The 2009 Legislative Session ended in a flurry of activity – last minute conference committees, gubernatorial vetoes and promises of unallotment – so it’s taken a little time to sort out what actually happened.
Today, the Minnesota Budget Project is releasing our analysis of the 2009 Legislative Session. The report, Surprise Resolution to Legislative Session Leaves Long-term Deficits, looks at how the Legislature and Governor ultimately solved the state’s $4.6 billion deficit. This extensive analysis summarizes the major components of the solution – federal stimulus dollars, spending reductions, line-item vetoes and unallotment – but also takes a very detailed look at what was proposed during the session, and which of those proposals ultimately became law.
Minnesota faces a very challenging fiscal future. We have a balanced budget for now, but the heavy reliance on one-time measures to solve the FY 2010-11 deficit means very little was done to solve deficits looming in the near future. In particular, the Governor’s refusal to approve any major revenue increases during the session took one of the most important long-term budgeting tools off the table.

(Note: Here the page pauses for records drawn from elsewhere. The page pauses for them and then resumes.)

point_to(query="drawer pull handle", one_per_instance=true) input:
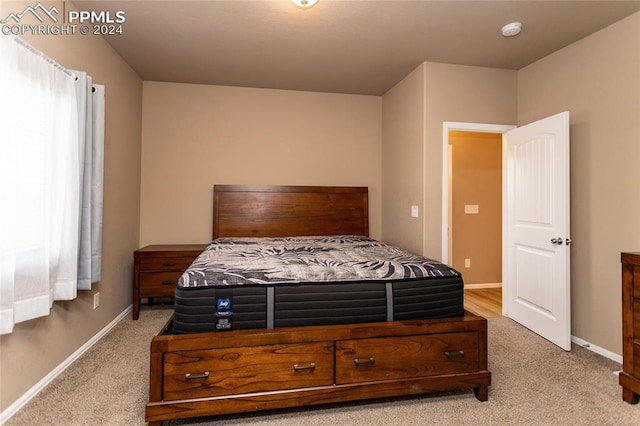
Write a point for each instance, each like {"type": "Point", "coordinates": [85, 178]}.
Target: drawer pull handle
{"type": "Point", "coordinates": [298, 367]}
{"type": "Point", "coordinates": [189, 376]}
{"type": "Point", "coordinates": [369, 361]}
{"type": "Point", "coordinates": [454, 354]}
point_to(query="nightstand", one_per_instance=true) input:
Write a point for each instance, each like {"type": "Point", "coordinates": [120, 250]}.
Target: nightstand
{"type": "Point", "coordinates": [629, 378]}
{"type": "Point", "coordinates": [156, 270]}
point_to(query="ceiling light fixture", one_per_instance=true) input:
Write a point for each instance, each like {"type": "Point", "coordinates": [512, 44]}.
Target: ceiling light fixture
{"type": "Point", "coordinates": [304, 4]}
{"type": "Point", "coordinates": [512, 29]}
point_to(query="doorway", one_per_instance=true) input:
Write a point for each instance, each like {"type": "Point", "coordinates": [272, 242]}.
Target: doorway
{"type": "Point", "coordinates": [472, 209]}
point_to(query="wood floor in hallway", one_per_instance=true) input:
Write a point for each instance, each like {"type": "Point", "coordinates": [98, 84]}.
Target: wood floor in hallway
{"type": "Point", "coordinates": [485, 302]}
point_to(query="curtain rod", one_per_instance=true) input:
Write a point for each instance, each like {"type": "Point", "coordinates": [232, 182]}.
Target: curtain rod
{"type": "Point", "coordinates": [43, 56]}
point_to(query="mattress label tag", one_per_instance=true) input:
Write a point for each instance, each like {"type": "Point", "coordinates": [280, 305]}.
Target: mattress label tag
{"type": "Point", "coordinates": [224, 303]}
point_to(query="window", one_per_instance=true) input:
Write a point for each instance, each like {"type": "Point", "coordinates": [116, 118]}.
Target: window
{"type": "Point", "coordinates": [46, 156]}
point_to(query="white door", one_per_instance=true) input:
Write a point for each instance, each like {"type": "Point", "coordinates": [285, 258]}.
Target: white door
{"type": "Point", "coordinates": [536, 274]}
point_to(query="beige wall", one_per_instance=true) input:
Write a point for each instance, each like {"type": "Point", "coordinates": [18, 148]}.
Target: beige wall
{"type": "Point", "coordinates": [38, 346]}
{"type": "Point", "coordinates": [402, 161]}
{"type": "Point", "coordinates": [195, 136]}
{"type": "Point", "coordinates": [477, 180]}
{"type": "Point", "coordinates": [598, 81]}
{"type": "Point", "coordinates": [413, 115]}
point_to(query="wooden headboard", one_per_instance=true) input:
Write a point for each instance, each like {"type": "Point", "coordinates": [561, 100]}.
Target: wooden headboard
{"type": "Point", "coordinates": [285, 211]}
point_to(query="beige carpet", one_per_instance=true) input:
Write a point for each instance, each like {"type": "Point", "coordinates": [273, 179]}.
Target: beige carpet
{"type": "Point", "coordinates": [534, 383]}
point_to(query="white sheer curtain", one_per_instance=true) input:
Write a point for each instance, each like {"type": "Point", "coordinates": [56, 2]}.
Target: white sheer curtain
{"type": "Point", "coordinates": [40, 184]}
{"type": "Point", "coordinates": [91, 132]}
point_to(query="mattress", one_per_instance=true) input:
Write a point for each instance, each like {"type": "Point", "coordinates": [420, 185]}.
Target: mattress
{"type": "Point", "coordinates": [249, 283]}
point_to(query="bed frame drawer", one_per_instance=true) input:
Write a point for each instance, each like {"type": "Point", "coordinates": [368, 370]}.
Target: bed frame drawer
{"type": "Point", "coordinates": [367, 360]}
{"type": "Point", "coordinates": [205, 373]}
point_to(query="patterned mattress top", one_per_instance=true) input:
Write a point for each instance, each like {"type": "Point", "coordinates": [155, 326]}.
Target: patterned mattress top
{"type": "Point", "coordinates": [293, 260]}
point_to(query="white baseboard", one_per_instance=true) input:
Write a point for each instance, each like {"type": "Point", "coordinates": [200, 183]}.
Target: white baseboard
{"type": "Point", "coordinates": [597, 349]}
{"type": "Point", "coordinates": [35, 389]}
{"type": "Point", "coordinates": [482, 285]}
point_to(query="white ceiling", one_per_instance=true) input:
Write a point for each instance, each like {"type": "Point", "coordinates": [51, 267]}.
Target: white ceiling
{"type": "Point", "coordinates": [357, 46]}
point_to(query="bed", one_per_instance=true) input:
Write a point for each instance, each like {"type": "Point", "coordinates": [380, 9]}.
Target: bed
{"type": "Point", "coordinates": [320, 351]}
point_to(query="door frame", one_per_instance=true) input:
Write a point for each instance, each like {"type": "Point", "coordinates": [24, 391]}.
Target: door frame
{"type": "Point", "coordinates": [448, 126]}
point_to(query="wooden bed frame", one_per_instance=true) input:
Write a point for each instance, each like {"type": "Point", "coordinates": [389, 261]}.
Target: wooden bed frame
{"type": "Point", "coordinates": [208, 374]}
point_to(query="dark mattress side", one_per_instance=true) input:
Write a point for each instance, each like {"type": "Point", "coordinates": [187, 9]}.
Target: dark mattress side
{"type": "Point", "coordinates": [208, 309]}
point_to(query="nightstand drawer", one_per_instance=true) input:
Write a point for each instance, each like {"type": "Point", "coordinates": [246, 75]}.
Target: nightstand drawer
{"type": "Point", "coordinates": [158, 284]}
{"type": "Point", "coordinates": [156, 269]}
{"type": "Point", "coordinates": [165, 264]}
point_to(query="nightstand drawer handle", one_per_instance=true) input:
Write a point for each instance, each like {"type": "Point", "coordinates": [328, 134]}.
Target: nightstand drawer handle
{"type": "Point", "coordinates": [370, 361]}
{"type": "Point", "coordinates": [190, 376]}
{"type": "Point", "coordinates": [311, 366]}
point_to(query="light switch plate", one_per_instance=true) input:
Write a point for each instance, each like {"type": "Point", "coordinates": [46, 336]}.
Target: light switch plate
{"type": "Point", "coordinates": [471, 209]}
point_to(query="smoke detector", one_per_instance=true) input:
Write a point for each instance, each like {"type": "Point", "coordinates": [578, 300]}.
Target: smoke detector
{"type": "Point", "coordinates": [512, 29]}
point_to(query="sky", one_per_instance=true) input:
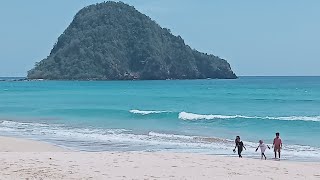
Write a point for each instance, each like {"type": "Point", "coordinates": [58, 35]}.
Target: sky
{"type": "Point", "coordinates": [258, 38]}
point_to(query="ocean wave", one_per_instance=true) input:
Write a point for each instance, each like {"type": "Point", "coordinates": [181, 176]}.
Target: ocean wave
{"type": "Point", "coordinates": [193, 116]}
{"type": "Point", "coordinates": [135, 111]}
{"type": "Point", "coordinates": [95, 139]}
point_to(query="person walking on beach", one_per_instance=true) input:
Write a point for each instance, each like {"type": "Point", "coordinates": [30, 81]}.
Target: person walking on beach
{"type": "Point", "coordinates": [263, 148]}
{"type": "Point", "coordinates": [239, 145]}
{"type": "Point", "coordinates": [277, 145]}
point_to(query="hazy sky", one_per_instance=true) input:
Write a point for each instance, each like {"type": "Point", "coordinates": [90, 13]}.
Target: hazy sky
{"type": "Point", "coordinates": [256, 37]}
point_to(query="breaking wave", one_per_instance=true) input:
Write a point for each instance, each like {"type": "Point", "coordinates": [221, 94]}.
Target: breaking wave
{"type": "Point", "coordinates": [193, 116]}
{"type": "Point", "coordinates": [135, 111]}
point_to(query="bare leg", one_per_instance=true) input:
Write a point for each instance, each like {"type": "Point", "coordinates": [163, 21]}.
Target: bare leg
{"type": "Point", "coordinates": [279, 153]}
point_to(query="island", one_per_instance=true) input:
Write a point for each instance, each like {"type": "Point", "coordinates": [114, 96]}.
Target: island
{"type": "Point", "coordinates": [114, 41]}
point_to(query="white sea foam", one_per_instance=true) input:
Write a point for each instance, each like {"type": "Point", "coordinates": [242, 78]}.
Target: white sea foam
{"type": "Point", "coordinates": [135, 111]}
{"type": "Point", "coordinates": [154, 141]}
{"type": "Point", "coordinates": [193, 116]}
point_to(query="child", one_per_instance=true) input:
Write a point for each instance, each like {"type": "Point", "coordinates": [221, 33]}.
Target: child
{"type": "Point", "coordinates": [277, 144]}
{"type": "Point", "coordinates": [239, 145]}
{"type": "Point", "coordinates": [263, 148]}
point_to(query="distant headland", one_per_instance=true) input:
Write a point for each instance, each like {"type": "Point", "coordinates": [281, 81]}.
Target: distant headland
{"type": "Point", "coordinates": [114, 41]}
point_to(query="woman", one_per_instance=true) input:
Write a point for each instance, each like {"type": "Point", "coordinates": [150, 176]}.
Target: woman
{"type": "Point", "coordinates": [239, 145]}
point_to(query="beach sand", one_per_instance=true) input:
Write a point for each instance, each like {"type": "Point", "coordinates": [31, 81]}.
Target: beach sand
{"type": "Point", "coordinates": [26, 159]}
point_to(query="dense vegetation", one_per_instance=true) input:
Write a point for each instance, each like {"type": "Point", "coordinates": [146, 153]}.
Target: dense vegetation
{"type": "Point", "coordinates": [112, 40]}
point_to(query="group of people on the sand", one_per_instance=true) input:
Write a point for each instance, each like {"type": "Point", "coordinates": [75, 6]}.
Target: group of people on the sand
{"type": "Point", "coordinates": [277, 146]}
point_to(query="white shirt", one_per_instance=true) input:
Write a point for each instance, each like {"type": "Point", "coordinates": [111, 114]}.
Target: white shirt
{"type": "Point", "coordinates": [262, 147]}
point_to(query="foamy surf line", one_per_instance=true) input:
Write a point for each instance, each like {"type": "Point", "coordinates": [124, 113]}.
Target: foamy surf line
{"type": "Point", "coordinates": [125, 139]}
{"type": "Point", "coordinates": [144, 112]}
{"type": "Point", "coordinates": [193, 116]}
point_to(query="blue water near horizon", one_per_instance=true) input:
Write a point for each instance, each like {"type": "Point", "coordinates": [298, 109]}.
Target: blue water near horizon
{"type": "Point", "coordinates": [200, 116]}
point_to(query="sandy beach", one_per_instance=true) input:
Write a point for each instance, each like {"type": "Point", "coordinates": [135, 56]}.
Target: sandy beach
{"type": "Point", "coordinates": [27, 159]}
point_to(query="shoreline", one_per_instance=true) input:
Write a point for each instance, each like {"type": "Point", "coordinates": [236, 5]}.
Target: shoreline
{"type": "Point", "coordinates": [24, 159]}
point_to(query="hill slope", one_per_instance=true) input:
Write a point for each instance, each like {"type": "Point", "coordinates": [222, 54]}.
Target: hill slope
{"type": "Point", "coordinates": [113, 41]}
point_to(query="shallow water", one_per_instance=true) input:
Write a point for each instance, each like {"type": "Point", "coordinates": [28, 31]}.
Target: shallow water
{"type": "Point", "coordinates": [200, 116]}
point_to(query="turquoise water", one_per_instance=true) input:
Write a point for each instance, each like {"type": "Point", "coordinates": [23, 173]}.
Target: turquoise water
{"type": "Point", "coordinates": [200, 116]}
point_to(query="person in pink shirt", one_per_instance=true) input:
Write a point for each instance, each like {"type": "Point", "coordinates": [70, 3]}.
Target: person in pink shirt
{"type": "Point", "coordinates": [277, 145]}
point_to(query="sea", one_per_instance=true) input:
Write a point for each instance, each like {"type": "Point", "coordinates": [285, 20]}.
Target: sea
{"type": "Point", "coordinates": [189, 116]}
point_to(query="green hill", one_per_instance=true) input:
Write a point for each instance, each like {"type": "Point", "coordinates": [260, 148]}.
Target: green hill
{"type": "Point", "coordinates": [113, 41]}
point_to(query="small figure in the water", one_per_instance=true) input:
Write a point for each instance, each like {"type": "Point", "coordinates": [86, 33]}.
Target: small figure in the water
{"type": "Point", "coordinates": [239, 145]}
{"type": "Point", "coordinates": [263, 148]}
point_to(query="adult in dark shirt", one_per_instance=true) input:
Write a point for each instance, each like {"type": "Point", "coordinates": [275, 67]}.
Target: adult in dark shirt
{"type": "Point", "coordinates": [239, 145]}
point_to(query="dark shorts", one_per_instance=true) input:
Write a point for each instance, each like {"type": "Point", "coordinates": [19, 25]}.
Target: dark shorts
{"type": "Point", "coordinates": [277, 149]}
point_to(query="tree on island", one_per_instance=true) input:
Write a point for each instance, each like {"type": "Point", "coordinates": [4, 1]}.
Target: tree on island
{"type": "Point", "coordinates": [113, 41]}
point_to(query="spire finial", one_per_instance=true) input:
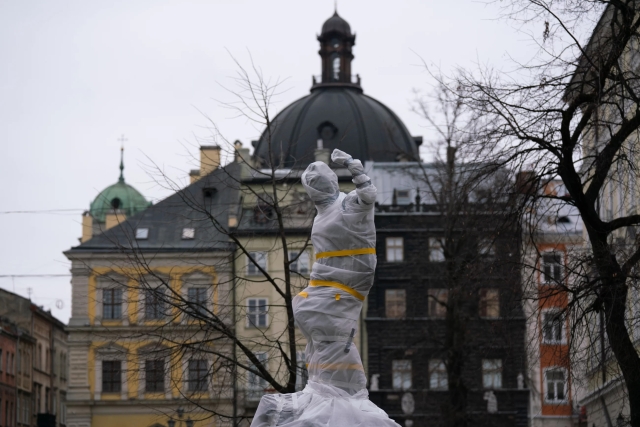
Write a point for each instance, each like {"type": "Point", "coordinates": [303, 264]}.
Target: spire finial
{"type": "Point", "coordinates": [122, 140]}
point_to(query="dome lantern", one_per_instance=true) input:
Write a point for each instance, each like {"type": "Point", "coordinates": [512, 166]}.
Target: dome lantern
{"type": "Point", "coordinates": [336, 43]}
{"type": "Point", "coordinates": [337, 114]}
{"type": "Point", "coordinates": [112, 206]}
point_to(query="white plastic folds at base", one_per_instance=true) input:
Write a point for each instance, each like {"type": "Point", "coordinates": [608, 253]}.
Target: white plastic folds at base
{"type": "Point", "coordinates": [320, 405]}
{"type": "Point", "coordinates": [327, 311]}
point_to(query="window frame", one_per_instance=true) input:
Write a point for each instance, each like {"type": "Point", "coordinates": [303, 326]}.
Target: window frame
{"type": "Point", "coordinates": [115, 377]}
{"type": "Point", "coordinates": [483, 302]}
{"type": "Point", "coordinates": [565, 383]}
{"type": "Point", "coordinates": [435, 309]}
{"type": "Point", "coordinates": [486, 247]}
{"type": "Point", "coordinates": [201, 383]}
{"type": "Point", "coordinates": [438, 367]}
{"type": "Point", "coordinates": [112, 290]}
{"type": "Point", "coordinates": [393, 246]}
{"type": "Point", "coordinates": [399, 303]}
{"type": "Point", "coordinates": [401, 374]}
{"type": "Point", "coordinates": [198, 305]}
{"type": "Point", "coordinates": [492, 372]}
{"type": "Point", "coordinates": [249, 323]}
{"type": "Point", "coordinates": [557, 314]}
{"type": "Point", "coordinates": [555, 268]}
{"type": "Point", "coordinates": [436, 250]}
{"type": "Point", "coordinates": [252, 268]}
{"type": "Point", "coordinates": [157, 313]}
{"type": "Point", "coordinates": [188, 233]}
{"type": "Point", "coordinates": [142, 233]}
{"type": "Point", "coordinates": [154, 378]}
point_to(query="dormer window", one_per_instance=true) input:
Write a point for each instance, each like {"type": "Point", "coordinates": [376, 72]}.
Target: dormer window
{"type": "Point", "coordinates": [209, 192]}
{"type": "Point", "coordinates": [188, 233]}
{"type": "Point", "coordinates": [142, 233]}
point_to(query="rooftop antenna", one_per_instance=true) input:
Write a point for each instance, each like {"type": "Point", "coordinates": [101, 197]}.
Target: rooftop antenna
{"type": "Point", "coordinates": [122, 140]}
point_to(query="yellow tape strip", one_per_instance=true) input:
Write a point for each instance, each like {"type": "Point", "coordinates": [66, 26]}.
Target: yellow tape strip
{"type": "Point", "coordinates": [346, 252]}
{"type": "Point", "coordinates": [339, 286]}
{"type": "Point", "coordinates": [335, 366]}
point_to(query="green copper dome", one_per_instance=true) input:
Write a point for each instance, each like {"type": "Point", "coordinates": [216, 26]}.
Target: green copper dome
{"type": "Point", "coordinates": [119, 197]}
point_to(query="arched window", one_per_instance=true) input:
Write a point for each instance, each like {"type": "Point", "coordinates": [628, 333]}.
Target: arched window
{"type": "Point", "coordinates": [335, 70]}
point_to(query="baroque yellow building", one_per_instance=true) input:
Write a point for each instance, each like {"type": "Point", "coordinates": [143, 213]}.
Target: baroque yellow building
{"type": "Point", "coordinates": [178, 309]}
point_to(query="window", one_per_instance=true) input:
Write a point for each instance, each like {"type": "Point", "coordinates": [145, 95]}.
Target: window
{"type": "Point", "coordinates": [436, 251]}
{"type": "Point", "coordinates": [197, 297]}
{"type": "Point", "coordinates": [257, 312]}
{"type": "Point", "coordinates": [486, 247]}
{"type": "Point", "coordinates": [552, 327]}
{"type": "Point", "coordinates": [395, 303]}
{"type": "Point", "coordinates": [395, 249]}
{"type": "Point", "coordinates": [259, 258]}
{"type": "Point", "coordinates": [335, 67]}
{"type": "Point", "coordinates": [437, 302]}
{"type": "Point", "coordinates": [188, 233]}
{"type": "Point", "coordinates": [255, 383]}
{"type": "Point", "coordinates": [111, 376]}
{"type": "Point", "coordinates": [555, 385]}
{"type": "Point", "coordinates": [402, 197]}
{"type": "Point", "coordinates": [401, 374]}
{"type": "Point", "coordinates": [198, 375]}
{"type": "Point", "coordinates": [111, 304]}
{"type": "Point", "coordinates": [142, 233]}
{"type": "Point", "coordinates": [489, 303]}
{"type": "Point", "coordinates": [492, 373]}
{"type": "Point", "coordinates": [300, 263]}
{"type": "Point", "coordinates": [438, 375]}
{"type": "Point", "coordinates": [154, 303]}
{"type": "Point", "coordinates": [552, 268]}
{"type": "Point", "coordinates": [154, 375]}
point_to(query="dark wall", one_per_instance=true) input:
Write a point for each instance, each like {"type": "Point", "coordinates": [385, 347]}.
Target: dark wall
{"type": "Point", "coordinates": [419, 337]}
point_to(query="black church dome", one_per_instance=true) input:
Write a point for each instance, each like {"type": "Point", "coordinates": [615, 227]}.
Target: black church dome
{"type": "Point", "coordinates": [337, 114]}
{"type": "Point", "coordinates": [343, 118]}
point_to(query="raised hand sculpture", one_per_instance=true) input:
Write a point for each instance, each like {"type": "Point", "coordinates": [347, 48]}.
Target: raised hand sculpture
{"type": "Point", "coordinates": [327, 311]}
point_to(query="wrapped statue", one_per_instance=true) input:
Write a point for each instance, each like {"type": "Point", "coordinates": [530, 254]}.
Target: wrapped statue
{"type": "Point", "coordinates": [327, 311]}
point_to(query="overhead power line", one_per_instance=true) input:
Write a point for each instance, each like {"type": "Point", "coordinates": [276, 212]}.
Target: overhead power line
{"type": "Point", "coordinates": [35, 275]}
{"type": "Point", "coordinates": [45, 211]}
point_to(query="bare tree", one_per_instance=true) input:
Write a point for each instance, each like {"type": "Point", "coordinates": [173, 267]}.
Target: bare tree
{"type": "Point", "coordinates": [572, 113]}
{"type": "Point", "coordinates": [471, 196]}
{"type": "Point", "coordinates": [217, 337]}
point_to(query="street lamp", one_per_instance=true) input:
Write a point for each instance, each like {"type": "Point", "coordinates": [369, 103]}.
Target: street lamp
{"type": "Point", "coordinates": [180, 412]}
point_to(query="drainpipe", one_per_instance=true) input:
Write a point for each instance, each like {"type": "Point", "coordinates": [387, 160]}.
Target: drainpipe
{"type": "Point", "coordinates": [15, 406]}
{"type": "Point", "coordinates": [234, 374]}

For those that were hoping an improving economy would soften future deficits, the July state economic update gives little hope. Recent economic news suggests a weaker recovery than previously expected, which means the state’s future budget situation could be worse than predicted. Earlier this week, state economist Tom Stinson told Politics in Minnesota that a new deficit is likely to open up for the current biennium (FY 2010-11) when the November Economic Forecast is released later this year.
So, take a deep breath and recover from the session. But don’t get too comfortable; more tough times are ahead.